This past weekend Jeremy, J, Kitty and I slogged off after Jeremy’s Drunk and Horny set to an event I’ve been anticipating for weeks and weeks - the debut of Kontrol at The End-Up. Though I was drunk as a skunk and capable of nothing beyond losing myself on the dance floor, it was easily one of the best nights out I’ve had at that club.
We arrived around 11.45 and the place was already jumpin.’ I think it was Craig Kuna on the decks at that point, though my vision was sufficiently impaired, and I was far back enough on the dance floor, looking through the dancing throng, that I could have been mistaken. We nursed some fresh drinks on the patio before we made it inside for the majority of Kooky Scientist’s set, which I found a bit, um, dull. The tracks themselves were okay, though a bit droney. He was mixing on a laptop (I suspect Ableton Live was the program of choice) and everything went together very smoothly, but there was no excitement to his mixing - it reminded me of when I’m simultaneously at my best and worst. The tracks bled one into another, and there were several times when I found myself coming to a near stop, wondering when it would pick back up again. As Jeremy said (within earshot of Sammy D., who moved away afterwards and caused Jeremy much anguish over having committed a social faux pas), it was the most boring Ableton Live set ever. With that kind of potential control, I would expect a lot more slice-and-dice.

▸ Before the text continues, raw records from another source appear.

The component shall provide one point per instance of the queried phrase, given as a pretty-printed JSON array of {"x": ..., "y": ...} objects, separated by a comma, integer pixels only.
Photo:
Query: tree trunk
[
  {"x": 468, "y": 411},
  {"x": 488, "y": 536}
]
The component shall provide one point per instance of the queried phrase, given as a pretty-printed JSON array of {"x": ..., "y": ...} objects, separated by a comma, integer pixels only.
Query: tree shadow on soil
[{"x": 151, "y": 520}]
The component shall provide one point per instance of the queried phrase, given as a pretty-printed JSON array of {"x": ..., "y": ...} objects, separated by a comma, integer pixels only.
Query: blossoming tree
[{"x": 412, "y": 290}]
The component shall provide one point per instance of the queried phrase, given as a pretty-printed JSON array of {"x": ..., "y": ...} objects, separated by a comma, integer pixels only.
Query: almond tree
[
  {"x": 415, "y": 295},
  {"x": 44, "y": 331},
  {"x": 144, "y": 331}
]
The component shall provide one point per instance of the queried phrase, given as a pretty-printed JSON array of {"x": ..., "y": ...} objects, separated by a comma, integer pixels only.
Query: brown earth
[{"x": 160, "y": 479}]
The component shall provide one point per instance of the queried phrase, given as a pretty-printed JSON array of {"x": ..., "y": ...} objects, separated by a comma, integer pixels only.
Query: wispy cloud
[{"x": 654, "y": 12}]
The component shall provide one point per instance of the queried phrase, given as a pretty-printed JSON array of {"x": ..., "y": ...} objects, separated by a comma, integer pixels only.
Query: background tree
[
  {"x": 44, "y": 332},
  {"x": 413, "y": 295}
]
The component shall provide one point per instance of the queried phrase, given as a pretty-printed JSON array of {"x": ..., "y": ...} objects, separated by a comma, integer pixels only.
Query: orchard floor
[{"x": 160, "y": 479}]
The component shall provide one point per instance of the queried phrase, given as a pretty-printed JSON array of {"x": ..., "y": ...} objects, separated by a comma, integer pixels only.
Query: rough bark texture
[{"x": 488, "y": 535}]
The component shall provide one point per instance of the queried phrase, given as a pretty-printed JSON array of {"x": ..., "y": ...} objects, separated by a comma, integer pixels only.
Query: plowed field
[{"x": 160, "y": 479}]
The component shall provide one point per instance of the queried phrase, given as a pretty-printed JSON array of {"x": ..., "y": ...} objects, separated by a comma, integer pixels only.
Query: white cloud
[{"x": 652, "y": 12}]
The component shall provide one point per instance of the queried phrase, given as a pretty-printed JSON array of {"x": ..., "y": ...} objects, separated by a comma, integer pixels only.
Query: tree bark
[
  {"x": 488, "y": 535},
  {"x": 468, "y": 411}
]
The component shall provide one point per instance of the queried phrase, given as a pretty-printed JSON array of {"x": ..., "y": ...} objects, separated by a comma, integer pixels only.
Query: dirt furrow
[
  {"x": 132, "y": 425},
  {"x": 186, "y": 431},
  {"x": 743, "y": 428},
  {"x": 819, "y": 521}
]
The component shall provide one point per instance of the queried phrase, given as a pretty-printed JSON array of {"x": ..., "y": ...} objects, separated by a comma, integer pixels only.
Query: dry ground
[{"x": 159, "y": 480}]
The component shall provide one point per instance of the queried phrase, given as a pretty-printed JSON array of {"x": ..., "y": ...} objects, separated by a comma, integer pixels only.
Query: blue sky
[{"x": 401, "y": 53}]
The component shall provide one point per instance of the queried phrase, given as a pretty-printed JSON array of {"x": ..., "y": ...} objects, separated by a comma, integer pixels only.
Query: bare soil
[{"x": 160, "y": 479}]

Not so for [A]pendics.Shuffle, who took over the main decks immediately thereafter. Cutting up, shuffling around, pushing the mids on that system to their tweaky limit, [A]pendics.Shuffle brought a substantial charge of energy to the dancefloor that looked ready to carry through to the wee hours. We, however, were not. Most of the evening was a dancefloor haze for me, and I was surprised when we arrived home and it was after 3.

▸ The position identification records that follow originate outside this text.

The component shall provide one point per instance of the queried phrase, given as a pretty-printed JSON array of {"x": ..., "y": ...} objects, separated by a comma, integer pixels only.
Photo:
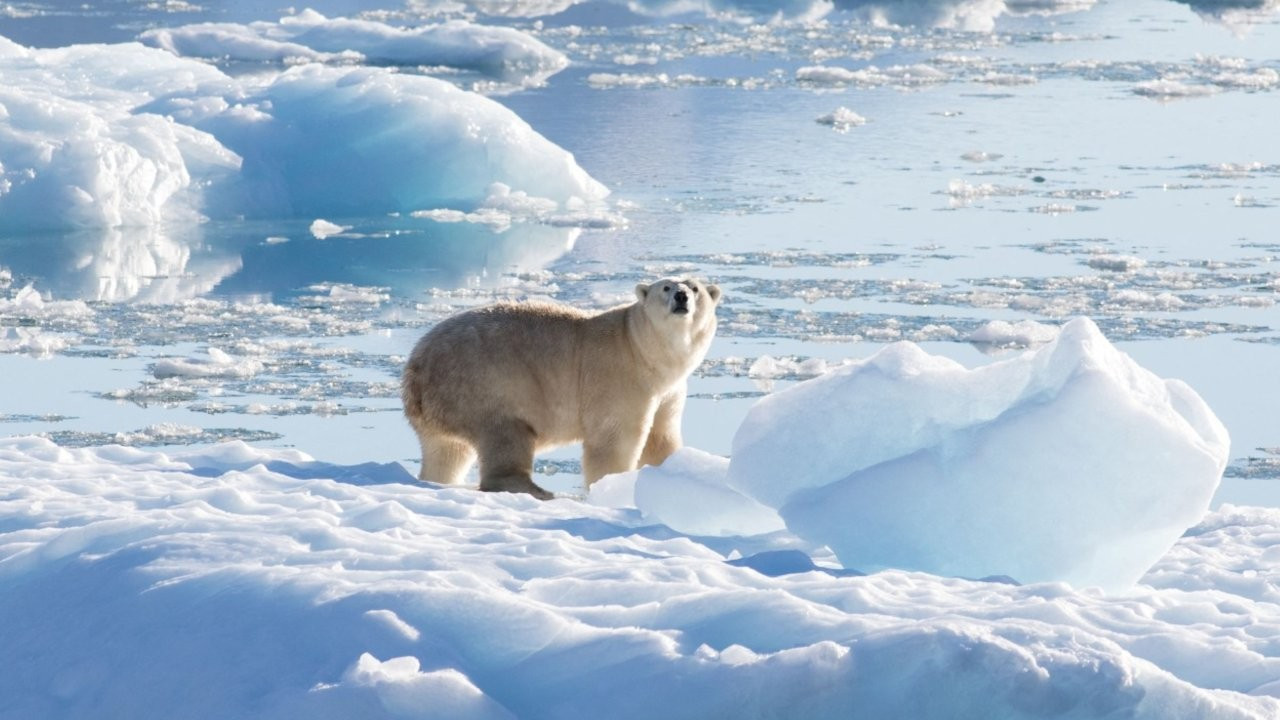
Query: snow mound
[
  {"x": 219, "y": 364},
  {"x": 679, "y": 493},
  {"x": 976, "y": 16},
  {"x": 775, "y": 10},
  {"x": 260, "y": 583},
  {"x": 1023, "y": 333},
  {"x": 498, "y": 51},
  {"x": 1069, "y": 463},
  {"x": 103, "y": 136}
]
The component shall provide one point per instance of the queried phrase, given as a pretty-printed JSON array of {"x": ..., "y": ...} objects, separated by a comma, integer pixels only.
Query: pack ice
[
  {"x": 103, "y": 136},
  {"x": 1068, "y": 463},
  {"x": 499, "y": 51}
]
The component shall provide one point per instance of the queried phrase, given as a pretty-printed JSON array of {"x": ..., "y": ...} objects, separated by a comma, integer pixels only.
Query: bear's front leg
[
  {"x": 612, "y": 449},
  {"x": 664, "y": 432}
]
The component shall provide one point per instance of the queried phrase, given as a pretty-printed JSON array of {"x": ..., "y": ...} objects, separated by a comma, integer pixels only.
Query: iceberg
[
  {"x": 1065, "y": 464},
  {"x": 679, "y": 493},
  {"x": 498, "y": 51},
  {"x": 976, "y": 16},
  {"x": 106, "y": 136}
]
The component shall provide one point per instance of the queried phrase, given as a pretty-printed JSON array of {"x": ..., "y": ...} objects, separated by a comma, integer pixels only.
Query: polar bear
[{"x": 507, "y": 381}]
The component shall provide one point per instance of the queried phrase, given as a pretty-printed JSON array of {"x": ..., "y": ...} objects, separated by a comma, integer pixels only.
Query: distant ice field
[{"x": 205, "y": 475}]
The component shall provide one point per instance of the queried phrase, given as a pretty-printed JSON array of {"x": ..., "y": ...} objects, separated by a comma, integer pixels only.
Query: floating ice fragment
[
  {"x": 1168, "y": 89},
  {"x": 219, "y": 364},
  {"x": 499, "y": 51},
  {"x": 1115, "y": 263},
  {"x": 841, "y": 119},
  {"x": 109, "y": 136},
  {"x": 1070, "y": 463},
  {"x": 1024, "y": 333},
  {"x": 323, "y": 228},
  {"x": 872, "y": 76}
]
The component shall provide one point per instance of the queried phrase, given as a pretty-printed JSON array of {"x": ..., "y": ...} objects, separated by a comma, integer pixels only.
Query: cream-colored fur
[{"x": 507, "y": 381}]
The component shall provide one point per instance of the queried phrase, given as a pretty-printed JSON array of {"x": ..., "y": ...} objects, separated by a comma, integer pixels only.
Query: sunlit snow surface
[
  {"x": 261, "y": 583},
  {"x": 969, "y": 182}
]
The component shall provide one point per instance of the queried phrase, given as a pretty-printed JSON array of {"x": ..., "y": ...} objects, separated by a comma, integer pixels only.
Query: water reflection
[{"x": 275, "y": 260}]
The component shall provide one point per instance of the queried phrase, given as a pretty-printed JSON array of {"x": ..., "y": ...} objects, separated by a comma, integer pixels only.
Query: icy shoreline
[{"x": 246, "y": 582}]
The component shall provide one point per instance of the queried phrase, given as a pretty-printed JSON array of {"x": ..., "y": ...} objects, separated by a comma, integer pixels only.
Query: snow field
[{"x": 237, "y": 582}]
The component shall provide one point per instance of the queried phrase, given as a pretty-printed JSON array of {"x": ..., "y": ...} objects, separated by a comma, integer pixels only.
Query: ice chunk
[
  {"x": 108, "y": 136},
  {"x": 219, "y": 364},
  {"x": 841, "y": 119},
  {"x": 799, "y": 10},
  {"x": 688, "y": 493},
  {"x": 321, "y": 228},
  {"x": 1069, "y": 463},
  {"x": 499, "y": 51},
  {"x": 1023, "y": 333},
  {"x": 356, "y": 141},
  {"x": 405, "y": 691},
  {"x": 958, "y": 14}
]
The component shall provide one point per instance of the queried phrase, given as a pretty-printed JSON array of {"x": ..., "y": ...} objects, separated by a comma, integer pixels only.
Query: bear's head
[{"x": 679, "y": 300}]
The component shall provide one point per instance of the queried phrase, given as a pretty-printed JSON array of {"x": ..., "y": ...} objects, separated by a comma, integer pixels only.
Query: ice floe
[
  {"x": 499, "y": 51},
  {"x": 347, "y": 591},
  {"x": 896, "y": 461},
  {"x": 103, "y": 136},
  {"x": 841, "y": 119}
]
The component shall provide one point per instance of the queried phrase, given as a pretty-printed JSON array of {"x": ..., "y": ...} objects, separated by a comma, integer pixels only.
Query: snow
[
  {"x": 1069, "y": 463},
  {"x": 679, "y": 493},
  {"x": 245, "y": 582},
  {"x": 219, "y": 364},
  {"x": 498, "y": 51},
  {"x": 1023, "y": 333},
  {"x": 977, "y": 16},
  {"x": 841, "y": 119},
  {"x": 104, "y": 136}
]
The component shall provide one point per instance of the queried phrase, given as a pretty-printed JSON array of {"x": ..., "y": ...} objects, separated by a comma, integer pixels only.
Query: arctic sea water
[
  {"x": 223, "y": 227},
  {"x": 1033, "y": 173}
]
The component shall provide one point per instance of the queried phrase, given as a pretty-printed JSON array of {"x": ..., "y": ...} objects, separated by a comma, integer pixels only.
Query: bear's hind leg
[
  {"x": 446, "y": 459},
  {"x": 507, "y": 460}
]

The next Kontrol is January 6 with the legendery Daniel Bell (who first re-configured “bleeps” and “blips” into the repetitive rhythms we’ve come to expect form Ritchie Hawtin and his brethren) and a live set from Audion (Matthew Dear’s super-gritty techno alias). It’s a testimony to Kontrol’s emerging reputation that they can pull in names of this stature, and in their new monthly residence they promise to become one of the major music events in San Francisco, offering the possibility of re-awakening interest in new electronic music for this otherwise moribund scene.